No, you see on the top of the page that I am Serbian, and just assume that I want to kill poor Bosnians because, of course, every Serb only dreams of killing Bosnian Moslems! And every American is in love with Bush! And every Russian is a communist. And every African-American voted for Sharpton. And every German is a Nazi, and every Jew is a Christ-killer! Knee-jerk ethnic stereotyping of the worst kind! I see this attitude on forums, too, e.g., this one (but not this one).

What does this all have to do with politics? Why is it so important for Bosnian national identity to have a pyramid? Why is everyone who doubts it an enemy? What frustrations are bolstered if this is indeed a pyramid?

Can't we just look at the actual site, check out Osmanagic's credentials, see what the experts have to say about it, wait until more stuff is dug up, then make a conclusion. All we are doing is detective work, with no particular goal - we do not have a special wish for it to be or not be a pyramid. Perhaps it is a pyramid, perhaps it is not. More the time passes, less likely it seems that it is a pyramid, because more and more facts and analyses are coming out, not because one political faction is winning a PR war over another.

But the jury is still out. It has nothing to do with national, ethnic or religious conscience. Evaluate the facts, people, don't just jump to conclusions out of your personal emotional needs.

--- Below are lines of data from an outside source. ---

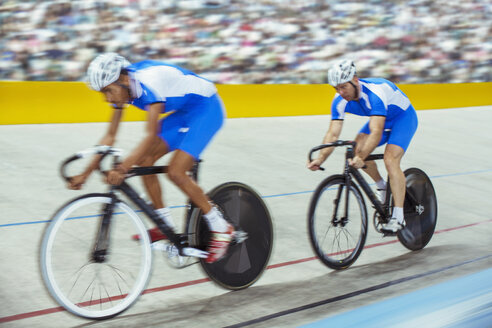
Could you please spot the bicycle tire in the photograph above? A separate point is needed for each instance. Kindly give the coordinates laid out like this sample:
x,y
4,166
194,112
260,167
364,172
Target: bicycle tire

Will Bosnia be any less beautiful if this pretty mountain is not a pyramid? Don't think so. Will Bosnian people be in any way demoted if this is not a pyramid? Don't think so. Will everyone laugh in the end at those Bosnians who uncriticially swallow this story bait, hook and sinker? You betcha! Will anyone laugh at skeptics if this indeed is a pyramid? No - a skeptical attitude is rational, and if the data show this is a pyramid, skeptics, unlike fanatics, will readily change their minds. That is what mature people do.